As I was saying to the Boss Lady today, the only reason not having the wedding bothers me is that it was the one thing that cancer took from us during our time together. Until the very end, cancer never prevented us from traveling, working, running... basically enjoying a normal life. Dan & I were more than adament about having a normal life. I remember when we met with the priest the first time last April to schedule the wedding. When he learned that Dan was a cancer survivor, he asked us if we wanted to move the wedding up as opposed to having it in 11 months. You know- just in case. I remember Dan saying that we just wanted the normal process, and 12 months seemed like a good timeframe (we would've married 1 year and 1 week from the day we got engaged).

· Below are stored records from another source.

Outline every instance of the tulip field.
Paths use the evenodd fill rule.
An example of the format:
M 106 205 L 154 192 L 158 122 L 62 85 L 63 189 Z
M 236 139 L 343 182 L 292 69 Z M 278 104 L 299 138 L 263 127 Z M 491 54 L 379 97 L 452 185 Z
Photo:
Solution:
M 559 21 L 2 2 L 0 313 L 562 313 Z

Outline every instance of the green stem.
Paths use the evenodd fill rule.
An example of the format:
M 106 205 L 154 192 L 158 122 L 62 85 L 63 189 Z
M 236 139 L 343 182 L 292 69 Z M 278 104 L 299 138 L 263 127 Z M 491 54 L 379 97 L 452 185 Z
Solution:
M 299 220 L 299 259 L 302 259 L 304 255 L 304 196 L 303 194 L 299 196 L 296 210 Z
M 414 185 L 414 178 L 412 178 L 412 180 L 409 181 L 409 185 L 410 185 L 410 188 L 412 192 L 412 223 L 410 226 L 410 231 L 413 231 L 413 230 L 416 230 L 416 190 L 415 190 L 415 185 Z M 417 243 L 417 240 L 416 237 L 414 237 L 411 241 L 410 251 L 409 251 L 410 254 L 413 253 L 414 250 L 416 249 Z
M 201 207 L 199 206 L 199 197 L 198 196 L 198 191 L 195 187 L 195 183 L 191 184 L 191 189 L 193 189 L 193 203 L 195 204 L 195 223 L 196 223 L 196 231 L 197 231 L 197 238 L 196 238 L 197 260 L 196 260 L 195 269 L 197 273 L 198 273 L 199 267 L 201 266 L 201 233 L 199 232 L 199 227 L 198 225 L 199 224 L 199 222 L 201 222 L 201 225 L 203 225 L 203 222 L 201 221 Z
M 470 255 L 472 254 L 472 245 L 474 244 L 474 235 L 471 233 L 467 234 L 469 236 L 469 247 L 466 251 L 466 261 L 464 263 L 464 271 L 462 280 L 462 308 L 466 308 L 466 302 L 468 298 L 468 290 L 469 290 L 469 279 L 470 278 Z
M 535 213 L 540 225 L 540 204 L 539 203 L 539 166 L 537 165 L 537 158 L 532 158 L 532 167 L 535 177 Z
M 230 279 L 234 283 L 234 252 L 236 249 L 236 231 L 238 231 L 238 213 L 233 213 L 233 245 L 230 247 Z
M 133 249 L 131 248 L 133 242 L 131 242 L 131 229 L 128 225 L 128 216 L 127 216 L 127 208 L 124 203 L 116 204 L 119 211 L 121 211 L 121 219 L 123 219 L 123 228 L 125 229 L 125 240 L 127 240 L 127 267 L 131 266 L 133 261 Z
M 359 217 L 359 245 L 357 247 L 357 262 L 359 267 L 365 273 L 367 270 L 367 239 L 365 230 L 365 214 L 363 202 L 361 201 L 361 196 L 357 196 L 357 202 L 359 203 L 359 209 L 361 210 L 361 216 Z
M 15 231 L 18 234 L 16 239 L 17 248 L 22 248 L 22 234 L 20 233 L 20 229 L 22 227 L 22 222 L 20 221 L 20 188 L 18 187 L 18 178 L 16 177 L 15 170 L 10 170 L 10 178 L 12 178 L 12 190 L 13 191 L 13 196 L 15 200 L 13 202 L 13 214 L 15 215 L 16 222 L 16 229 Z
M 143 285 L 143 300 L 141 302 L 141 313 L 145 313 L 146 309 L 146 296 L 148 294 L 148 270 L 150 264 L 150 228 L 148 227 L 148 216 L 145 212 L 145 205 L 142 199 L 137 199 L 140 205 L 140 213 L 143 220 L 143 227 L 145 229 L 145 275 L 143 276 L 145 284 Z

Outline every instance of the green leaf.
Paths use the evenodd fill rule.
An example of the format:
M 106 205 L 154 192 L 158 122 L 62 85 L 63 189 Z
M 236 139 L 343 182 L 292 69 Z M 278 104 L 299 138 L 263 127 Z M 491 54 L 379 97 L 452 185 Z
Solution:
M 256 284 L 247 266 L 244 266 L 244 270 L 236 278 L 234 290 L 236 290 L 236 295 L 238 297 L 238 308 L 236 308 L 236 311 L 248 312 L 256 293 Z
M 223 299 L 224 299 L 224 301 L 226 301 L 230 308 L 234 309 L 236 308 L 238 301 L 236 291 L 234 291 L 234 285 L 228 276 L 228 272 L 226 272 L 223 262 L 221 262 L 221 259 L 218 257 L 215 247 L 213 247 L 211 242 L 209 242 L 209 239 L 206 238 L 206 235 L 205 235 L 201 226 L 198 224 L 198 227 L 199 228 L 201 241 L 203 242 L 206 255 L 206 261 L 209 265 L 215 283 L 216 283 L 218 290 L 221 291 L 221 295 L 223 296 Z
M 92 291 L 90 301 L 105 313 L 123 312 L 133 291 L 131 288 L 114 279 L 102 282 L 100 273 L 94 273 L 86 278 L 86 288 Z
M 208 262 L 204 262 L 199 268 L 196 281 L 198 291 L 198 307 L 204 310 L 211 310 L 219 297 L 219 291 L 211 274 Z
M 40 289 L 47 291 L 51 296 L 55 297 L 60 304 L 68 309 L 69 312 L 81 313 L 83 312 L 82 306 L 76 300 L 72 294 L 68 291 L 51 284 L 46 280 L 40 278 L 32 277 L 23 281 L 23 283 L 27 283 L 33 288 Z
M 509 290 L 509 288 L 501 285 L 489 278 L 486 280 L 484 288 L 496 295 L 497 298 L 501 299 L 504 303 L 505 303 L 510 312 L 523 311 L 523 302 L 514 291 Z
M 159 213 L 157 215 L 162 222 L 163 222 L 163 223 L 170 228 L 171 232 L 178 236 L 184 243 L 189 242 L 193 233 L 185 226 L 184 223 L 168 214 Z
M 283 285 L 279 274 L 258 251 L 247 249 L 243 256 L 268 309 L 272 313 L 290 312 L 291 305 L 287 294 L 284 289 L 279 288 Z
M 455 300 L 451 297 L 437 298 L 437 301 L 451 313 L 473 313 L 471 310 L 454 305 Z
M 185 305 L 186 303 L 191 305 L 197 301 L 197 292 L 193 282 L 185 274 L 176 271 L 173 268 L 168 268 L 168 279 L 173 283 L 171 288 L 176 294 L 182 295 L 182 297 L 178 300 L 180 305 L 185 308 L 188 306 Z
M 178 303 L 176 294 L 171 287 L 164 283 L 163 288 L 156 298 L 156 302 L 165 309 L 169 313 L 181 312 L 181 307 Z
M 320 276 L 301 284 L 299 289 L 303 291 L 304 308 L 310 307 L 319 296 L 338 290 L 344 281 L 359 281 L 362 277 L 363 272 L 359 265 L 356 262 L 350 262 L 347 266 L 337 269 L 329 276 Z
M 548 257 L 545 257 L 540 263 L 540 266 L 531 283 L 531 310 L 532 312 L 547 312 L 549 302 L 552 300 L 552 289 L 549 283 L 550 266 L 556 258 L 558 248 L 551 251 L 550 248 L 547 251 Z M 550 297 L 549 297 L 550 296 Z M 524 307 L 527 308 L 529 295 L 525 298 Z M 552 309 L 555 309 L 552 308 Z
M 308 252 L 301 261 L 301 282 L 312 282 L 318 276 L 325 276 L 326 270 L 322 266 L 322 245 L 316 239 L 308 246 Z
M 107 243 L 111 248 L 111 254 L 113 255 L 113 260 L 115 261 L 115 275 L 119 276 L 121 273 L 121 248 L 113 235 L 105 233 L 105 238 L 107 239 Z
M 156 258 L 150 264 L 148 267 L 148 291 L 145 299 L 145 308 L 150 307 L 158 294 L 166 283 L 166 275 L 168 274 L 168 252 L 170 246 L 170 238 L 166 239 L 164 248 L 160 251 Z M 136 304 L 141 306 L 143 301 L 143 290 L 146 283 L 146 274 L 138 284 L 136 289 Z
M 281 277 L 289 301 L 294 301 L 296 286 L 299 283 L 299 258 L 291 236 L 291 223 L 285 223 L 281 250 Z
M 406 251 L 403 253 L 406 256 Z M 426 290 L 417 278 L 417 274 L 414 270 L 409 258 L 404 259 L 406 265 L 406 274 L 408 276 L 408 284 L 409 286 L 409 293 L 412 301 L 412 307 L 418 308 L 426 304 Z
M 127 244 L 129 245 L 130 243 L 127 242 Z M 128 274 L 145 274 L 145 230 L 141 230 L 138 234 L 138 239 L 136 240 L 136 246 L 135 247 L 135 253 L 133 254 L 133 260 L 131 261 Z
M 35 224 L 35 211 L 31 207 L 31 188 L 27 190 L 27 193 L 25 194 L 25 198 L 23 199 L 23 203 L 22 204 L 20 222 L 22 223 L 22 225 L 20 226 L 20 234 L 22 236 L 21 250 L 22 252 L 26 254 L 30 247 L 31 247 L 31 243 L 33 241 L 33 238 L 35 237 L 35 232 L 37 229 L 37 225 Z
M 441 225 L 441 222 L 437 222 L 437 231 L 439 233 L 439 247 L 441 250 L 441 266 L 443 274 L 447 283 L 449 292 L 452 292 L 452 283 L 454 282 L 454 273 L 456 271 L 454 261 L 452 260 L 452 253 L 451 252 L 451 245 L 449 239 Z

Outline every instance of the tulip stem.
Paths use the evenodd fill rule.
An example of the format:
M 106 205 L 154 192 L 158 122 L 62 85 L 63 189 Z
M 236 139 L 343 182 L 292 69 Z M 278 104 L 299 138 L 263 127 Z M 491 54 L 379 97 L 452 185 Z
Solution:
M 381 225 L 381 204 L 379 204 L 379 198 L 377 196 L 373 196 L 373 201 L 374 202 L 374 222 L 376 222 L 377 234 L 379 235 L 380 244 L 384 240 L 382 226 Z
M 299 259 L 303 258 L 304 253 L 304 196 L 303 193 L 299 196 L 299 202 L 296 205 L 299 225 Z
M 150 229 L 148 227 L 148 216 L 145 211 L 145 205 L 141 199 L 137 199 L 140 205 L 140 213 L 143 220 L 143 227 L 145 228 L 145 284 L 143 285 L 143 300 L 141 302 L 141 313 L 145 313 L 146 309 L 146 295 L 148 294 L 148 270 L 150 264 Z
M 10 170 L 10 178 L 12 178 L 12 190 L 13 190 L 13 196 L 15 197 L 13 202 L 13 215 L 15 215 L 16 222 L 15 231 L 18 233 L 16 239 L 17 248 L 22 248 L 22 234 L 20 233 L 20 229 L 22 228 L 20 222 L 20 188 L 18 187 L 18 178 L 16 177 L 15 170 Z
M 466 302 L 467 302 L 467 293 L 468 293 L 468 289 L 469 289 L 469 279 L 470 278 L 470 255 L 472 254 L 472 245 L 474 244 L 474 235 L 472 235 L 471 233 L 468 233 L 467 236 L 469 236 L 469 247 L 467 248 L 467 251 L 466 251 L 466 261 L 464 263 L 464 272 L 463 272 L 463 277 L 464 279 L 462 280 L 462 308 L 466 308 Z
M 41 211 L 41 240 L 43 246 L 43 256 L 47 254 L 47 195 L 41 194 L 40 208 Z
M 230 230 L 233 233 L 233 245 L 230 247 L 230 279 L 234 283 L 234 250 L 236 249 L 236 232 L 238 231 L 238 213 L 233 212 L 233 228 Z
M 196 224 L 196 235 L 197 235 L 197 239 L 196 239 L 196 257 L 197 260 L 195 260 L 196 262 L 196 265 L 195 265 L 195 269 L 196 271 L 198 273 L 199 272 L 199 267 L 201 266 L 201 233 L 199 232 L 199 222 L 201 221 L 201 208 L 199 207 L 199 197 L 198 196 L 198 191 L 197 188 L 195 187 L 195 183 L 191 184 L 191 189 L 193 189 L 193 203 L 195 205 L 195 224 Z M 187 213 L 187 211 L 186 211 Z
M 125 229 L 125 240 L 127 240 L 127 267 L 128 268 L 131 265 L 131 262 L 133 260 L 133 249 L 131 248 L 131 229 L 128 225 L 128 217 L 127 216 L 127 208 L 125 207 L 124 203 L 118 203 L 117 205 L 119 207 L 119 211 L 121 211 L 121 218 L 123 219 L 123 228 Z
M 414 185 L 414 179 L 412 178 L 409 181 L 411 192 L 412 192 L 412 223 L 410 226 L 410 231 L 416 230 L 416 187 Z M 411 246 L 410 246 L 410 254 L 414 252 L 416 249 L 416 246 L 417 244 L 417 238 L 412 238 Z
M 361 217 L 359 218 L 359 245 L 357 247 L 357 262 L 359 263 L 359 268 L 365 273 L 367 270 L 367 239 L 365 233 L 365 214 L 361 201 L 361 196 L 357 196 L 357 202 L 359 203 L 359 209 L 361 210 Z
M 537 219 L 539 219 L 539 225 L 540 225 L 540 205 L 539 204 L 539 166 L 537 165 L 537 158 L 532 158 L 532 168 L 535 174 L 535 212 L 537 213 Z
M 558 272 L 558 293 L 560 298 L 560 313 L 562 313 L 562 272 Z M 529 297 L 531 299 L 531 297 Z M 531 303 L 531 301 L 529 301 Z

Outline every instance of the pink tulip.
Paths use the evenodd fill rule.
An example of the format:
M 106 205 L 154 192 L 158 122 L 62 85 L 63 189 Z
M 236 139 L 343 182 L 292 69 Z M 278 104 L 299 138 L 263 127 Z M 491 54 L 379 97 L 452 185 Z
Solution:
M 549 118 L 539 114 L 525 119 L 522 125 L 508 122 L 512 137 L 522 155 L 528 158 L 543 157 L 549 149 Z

Would we have changed it if we'd known what was in store? Probably not, because after the cancer spread, the wedding ceased to be of any real importance, other than to have a big party for friends and family. And when it did spread back in late June, we didn't know what would really become of our relationship in some respects. We were optimistic, but realistic.
So yeah, I didn't get married. Cancer took away the party, and it irritates me just for the fact that Cancer got us on that one. I don't think it's as tragic as people would like to think. What would've been tragic... what if I decided that I couldn't hack it, and since I wasn't married, had no obligation to stick around for the tough stuff. People get divorced over illness. People leave. Dan's illness brought us full circle. No regrets.
So sorry if I seem emotionally detached from the whole topic of my wedding. I guess I don't buy into the traditional notion anymore that life begins when you say "I do". Not being married doesn't make the loss any easier. Being married wouldn't make the loss any easier either. I just find solace in the fact that I had a good love story. As Dan said to me "We had a good run". A pretty great run. Of course, I desperately wish that run was a lot longer, but man, what a wonderful ride no matter how short.